Nobiletin attenuates neurotoxic mitochondrial calcium overload through K+ influx and ΔΨm across mitochondrial inner membrane

이지형,Khulan Amarsanaa,우진지,전상찬,추연지,정성철,박덕배,김세재,한상헌,김현욱,류임주,은수용 대한약리학회 2018 The Korean Journal of Physiology & Pharmacology Vol.22 No.3

Mitochondrial calcium overload is a crucial event in determining the fate of neuronal cell survival and death, implicated in pathogenesis of neurodegenerative diseases. One of the driving forces of calcium influx into mitochondria is mitochondria membrane potential (ΔΨm). Therefore, pharmacological manipulation of ΔΨm can be a promising strategy to prevent neuronal cell death against brain insults. Based on these issues, we investigated here whether nobiletin, a Citrus polymethoxylated flavone, prevents neurotoxic neuronal calcium overload and cell death via regulating basal ΔΨm against neuronal insult in primary cortical neurons and pure brain mitochondria isolated from rat cortices. Results demonstrated that nobiletin treatment significantly increased cell viability against glutamate toxicity (100 μM, 20 min) in primary cortical neurons. Real-time imaging-based fluorometry data reveal that nobiletin evokes partial mitochondrial depolarization in these neurons. Nobiletin markedly attenuated mitochondrial calcium overload and reactive oxygen species (ROS) generation in glutamate (100 μM)-stimulated cortical neurons and isolated pure mitochondria exposed to high concentration of Ca2+ (5 μM). Nobiletininduced partial mitochondrial depolarization in intact neurons was confirmed in isolated brain mitochondria using a fluorescence microplate reader. Nobiletin effects on basal ΔΨm were completely abolished in K+-free medium on pure isolated mitochondria. Taken together, results demonstrate that K+ influx into mitochondria is critically involved in partial mitochondrial depolarization–related neuroprotective effect of nobiletin. Nobiletin-induced mitochondrial K+ influx is probably mediated, at least in part, by activation of mitochondrial K+ channels. However, further detailed studies should be conducted to determine exact molecular targets of nobiletin in mitochondria.
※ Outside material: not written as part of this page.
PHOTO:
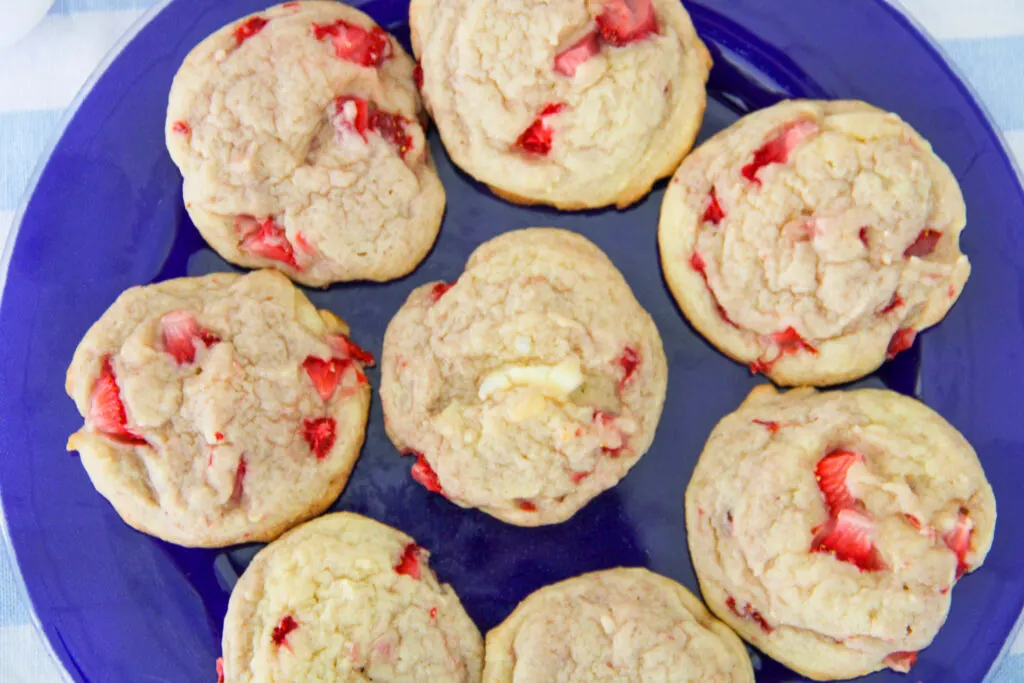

Nobiletin Protects Dopaminergic Neurons in the 1-Methyl-4-Phenylpyridinium-Treated Rat Model of Parkinson's Disease

정경훈,전민태,김흥덕,정운주,장민철,주진우,양승준,최일윤,최명숙,김상룡 한국식품영양과학회 2015 Journal of medicinal food Vol.18 No.4

This study investigated the effect of nobiletin, a flavonoid found in citrus fruits, on the degeneration of dopaminergic (DA) neurons in a neurotoxin model of Parkinson’s disease (PD). 1-Methyl-4-phenylpyridinium (MPP+) was unilaterally injected into the median forebrain bundle of rat brains (to generate a neurotoxin model of PD) with or without daily intraperitoneal injection of nobiletin. Our results showed that nobiletin treatment at 10 mg/kg bw, but not at 1 or 20 mg/kg bw, significantly protected DA neurons in the substantia nigra (SN) of MPP+ -treated rats. In parallel to the neuroprotection, nobiletin treatment at 10 mg/kg inhibited microglial activation and preserved the expression of the glial cell line-derived neurotrophic factor, which is a therapeutic agent against PD, in the SN. These results suggest that the proper supplementation with nobiletin may protect against the neurodegeneration involved in PD.